Démission de Liz Truss: un mandat éclair, mais des plaies profondes pour l’économie britannique

Liz Truss © Belgaimages

Crise sur les marchés, défiance des investisseurs, envolée des coût du crédit: le passage de Liz Truss à Downing Street aura été d’une brièveté record mais il laisse des cicatrices profondes pour l’économie du Royaume-Uni, estiment plusieurs observateurs.

Les marchés montraient jeudi des signes de soulagement après sa démission: les taux d’intérêt se détendaient et la livre bondissait. “Le grand pari politique de Liz Truss s’est spectaculairement retourné contre elle mais il a infligé au passage des dégâts considérables à l’économie. Il faudra énormément de temps avant que la prime de risque sur les actifs britanniques disparaisse”, a commenté Susannah Streeter, analyste de Hargreaves Lansdown. “La politique des dernières semaines a miné la confiance des gens, des entreprises, des marchés et des investisseurs internationaux en Grande-Bretagne”, a renchéri Tony Danker, directeur général de la CBI, principale organisation patronale du pays.

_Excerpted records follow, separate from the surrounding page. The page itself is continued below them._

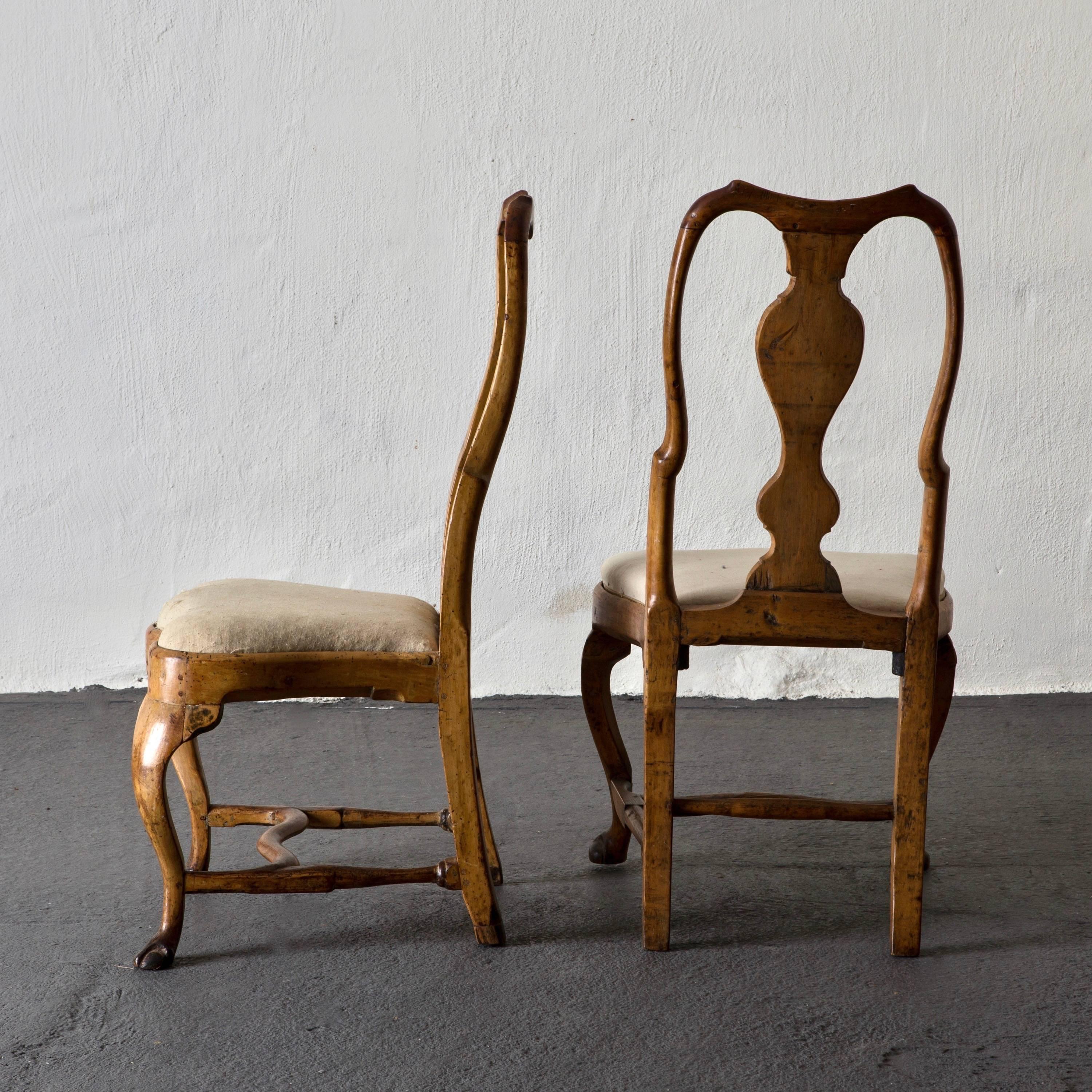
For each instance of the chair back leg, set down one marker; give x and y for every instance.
(661, 678)
(911, 790)
(602, 652)
(458, 748)
(943, 687)
(496, 872)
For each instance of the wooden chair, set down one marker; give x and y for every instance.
(808, 344)
(249, 640)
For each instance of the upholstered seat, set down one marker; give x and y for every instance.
(877, 583)
(245, 616)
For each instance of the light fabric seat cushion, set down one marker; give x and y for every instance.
(233, 616)
(878, 583)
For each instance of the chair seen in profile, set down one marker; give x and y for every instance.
(810, 345)
(261, 640)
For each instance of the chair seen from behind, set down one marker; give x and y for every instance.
(810, 344)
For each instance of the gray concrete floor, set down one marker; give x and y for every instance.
(779, 979)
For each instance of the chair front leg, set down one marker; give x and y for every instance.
(458, 746)
(911, 790)
(187, 761)
(158, 735)
(602, 652)
(661, 678)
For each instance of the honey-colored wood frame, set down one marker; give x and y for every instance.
(187, 694)
(808, 348)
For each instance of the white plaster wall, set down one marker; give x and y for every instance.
(246, 283)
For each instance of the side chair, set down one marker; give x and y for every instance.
(261, 640)
(808, 344)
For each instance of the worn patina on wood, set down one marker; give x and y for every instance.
(808, 347)
(187, 694)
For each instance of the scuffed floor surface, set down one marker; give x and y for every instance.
(779, 978)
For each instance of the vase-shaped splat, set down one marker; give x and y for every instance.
(808, 344)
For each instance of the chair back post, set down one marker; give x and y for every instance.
(819, 238)
(485, 435)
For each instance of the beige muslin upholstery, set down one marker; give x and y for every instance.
(277, 616)
(878, 583)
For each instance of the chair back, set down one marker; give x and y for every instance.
(808, 344)
(488, 425)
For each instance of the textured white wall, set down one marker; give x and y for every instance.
(247, 269)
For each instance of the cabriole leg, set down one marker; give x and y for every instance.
(187, 761)
(158, 735)
(661, 677)
(602, 652)
(911, 792)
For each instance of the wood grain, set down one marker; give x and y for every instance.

Le coût de la dette britannique à 30 ans redescendait à 3,86% et le taux à 10 ans à 3,82% vers 15H00 GMT. Ils restent toutefois très supérieurs à leur niveau de fin 2021, montrant que le surcoût que les investisseurs demandent pour financer la dette britannique est loin d’avoir disparu. La livre prenait 0,93% à 1,1323 dollar vers 15H00 GMT.

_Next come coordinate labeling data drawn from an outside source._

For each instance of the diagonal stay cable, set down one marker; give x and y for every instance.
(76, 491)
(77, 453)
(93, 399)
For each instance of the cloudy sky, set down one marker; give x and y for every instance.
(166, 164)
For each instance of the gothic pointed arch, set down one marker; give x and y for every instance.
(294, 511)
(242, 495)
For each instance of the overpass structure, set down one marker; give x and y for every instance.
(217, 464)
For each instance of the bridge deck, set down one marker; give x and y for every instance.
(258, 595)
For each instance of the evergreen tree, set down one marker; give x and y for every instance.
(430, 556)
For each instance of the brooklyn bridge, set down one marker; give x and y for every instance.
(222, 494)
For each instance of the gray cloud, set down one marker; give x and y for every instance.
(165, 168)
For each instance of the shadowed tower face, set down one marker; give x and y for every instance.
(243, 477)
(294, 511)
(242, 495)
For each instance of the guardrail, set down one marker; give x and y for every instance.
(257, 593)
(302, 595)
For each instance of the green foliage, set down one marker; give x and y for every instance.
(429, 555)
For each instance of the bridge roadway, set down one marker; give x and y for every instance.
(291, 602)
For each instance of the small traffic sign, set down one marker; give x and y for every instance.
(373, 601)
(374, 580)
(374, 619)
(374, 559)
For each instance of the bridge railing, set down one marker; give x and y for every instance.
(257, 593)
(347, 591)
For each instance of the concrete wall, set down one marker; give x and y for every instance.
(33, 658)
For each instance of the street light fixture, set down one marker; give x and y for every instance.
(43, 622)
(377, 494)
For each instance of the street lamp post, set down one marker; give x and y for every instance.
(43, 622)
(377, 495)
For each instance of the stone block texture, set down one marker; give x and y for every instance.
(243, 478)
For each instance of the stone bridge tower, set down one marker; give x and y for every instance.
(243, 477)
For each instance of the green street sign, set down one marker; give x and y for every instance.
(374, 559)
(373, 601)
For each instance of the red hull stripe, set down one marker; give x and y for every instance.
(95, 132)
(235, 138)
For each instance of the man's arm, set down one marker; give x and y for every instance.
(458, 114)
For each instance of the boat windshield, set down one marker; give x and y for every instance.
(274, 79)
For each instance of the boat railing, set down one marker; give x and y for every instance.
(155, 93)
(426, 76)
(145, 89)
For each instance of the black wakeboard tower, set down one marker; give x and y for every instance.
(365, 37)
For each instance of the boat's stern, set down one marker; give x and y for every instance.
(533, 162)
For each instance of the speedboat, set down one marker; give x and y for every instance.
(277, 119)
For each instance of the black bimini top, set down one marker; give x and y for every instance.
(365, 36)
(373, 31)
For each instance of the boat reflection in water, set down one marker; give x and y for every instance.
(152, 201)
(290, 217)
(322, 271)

Deux semaines après son arrivée, la future ex-dirigeante et son chancelier de l’Echiquier encore plus éphémère qu’elle, Kwasi Kwarteng, ont fait tanguer les marchés en présentant un mal nommé “mini-budget” d’une ampleur colossale, alliant soutien massif à l’énergie et baisses d’impôts tous azimuts.

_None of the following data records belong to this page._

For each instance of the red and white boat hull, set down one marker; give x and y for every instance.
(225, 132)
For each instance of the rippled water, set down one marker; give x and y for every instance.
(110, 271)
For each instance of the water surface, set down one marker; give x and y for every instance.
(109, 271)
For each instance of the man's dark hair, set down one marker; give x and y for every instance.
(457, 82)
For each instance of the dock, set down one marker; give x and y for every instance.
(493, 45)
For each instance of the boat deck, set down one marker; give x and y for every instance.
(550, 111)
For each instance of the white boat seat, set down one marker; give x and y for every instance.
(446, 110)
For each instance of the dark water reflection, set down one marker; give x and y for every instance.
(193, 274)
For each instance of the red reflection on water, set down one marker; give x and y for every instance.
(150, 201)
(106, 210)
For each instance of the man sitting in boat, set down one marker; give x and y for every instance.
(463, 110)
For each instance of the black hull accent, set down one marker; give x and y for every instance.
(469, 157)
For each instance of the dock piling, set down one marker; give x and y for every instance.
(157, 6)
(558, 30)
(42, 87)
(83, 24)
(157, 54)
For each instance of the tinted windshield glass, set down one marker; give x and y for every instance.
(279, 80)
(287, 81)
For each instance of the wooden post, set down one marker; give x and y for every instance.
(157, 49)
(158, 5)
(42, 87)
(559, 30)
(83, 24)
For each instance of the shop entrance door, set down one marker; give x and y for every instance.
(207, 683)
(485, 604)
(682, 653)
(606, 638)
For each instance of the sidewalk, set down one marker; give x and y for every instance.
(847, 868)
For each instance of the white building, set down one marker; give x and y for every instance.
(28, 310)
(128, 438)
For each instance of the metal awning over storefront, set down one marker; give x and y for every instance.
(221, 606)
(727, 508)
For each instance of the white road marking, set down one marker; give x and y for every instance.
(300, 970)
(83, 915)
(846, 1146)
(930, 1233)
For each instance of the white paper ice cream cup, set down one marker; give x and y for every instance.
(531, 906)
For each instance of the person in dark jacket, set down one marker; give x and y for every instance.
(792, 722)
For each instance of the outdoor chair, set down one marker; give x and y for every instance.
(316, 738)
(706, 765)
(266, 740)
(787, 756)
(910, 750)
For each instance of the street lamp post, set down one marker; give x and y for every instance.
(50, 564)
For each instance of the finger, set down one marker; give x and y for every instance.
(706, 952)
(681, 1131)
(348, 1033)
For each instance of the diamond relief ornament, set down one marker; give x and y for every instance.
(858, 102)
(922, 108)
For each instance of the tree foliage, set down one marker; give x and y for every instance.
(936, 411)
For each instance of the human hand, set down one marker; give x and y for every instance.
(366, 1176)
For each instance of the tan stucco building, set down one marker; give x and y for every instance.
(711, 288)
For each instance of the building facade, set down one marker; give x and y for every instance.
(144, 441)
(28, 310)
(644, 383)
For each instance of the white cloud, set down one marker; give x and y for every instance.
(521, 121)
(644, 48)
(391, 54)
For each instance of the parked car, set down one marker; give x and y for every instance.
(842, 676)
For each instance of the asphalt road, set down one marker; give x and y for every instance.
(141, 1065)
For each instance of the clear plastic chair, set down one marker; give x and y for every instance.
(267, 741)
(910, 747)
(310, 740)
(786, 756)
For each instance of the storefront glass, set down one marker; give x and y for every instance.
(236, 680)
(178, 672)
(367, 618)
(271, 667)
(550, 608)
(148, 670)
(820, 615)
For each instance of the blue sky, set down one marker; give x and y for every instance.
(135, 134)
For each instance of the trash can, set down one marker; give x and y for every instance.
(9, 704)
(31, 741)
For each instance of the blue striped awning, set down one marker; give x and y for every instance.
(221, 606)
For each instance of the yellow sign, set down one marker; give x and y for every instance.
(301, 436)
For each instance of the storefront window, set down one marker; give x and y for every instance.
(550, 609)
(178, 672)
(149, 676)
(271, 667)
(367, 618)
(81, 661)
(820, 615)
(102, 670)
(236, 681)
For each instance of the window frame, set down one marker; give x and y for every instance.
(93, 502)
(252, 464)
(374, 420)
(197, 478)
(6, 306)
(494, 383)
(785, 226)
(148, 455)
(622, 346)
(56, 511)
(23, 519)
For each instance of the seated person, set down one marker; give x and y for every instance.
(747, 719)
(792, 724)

Non chiffré mais devant être financé par emprunt sur les marchés, et à contre-courant des efforts de la Banque d’Angleterre pour calmer une inflation à 10%, il a provoqué une brutale perte de confiance des investisseurs et le tumulte sur les marchés. Le coût d’emprunt de l’Etat à long terme s’était envolé à plus de 5% pour la dette à 30 ans, au plus haut en 20 ans, et la Banque d’Angleterre avait dû intervenir. La livre avait plongé à son plus bas historique.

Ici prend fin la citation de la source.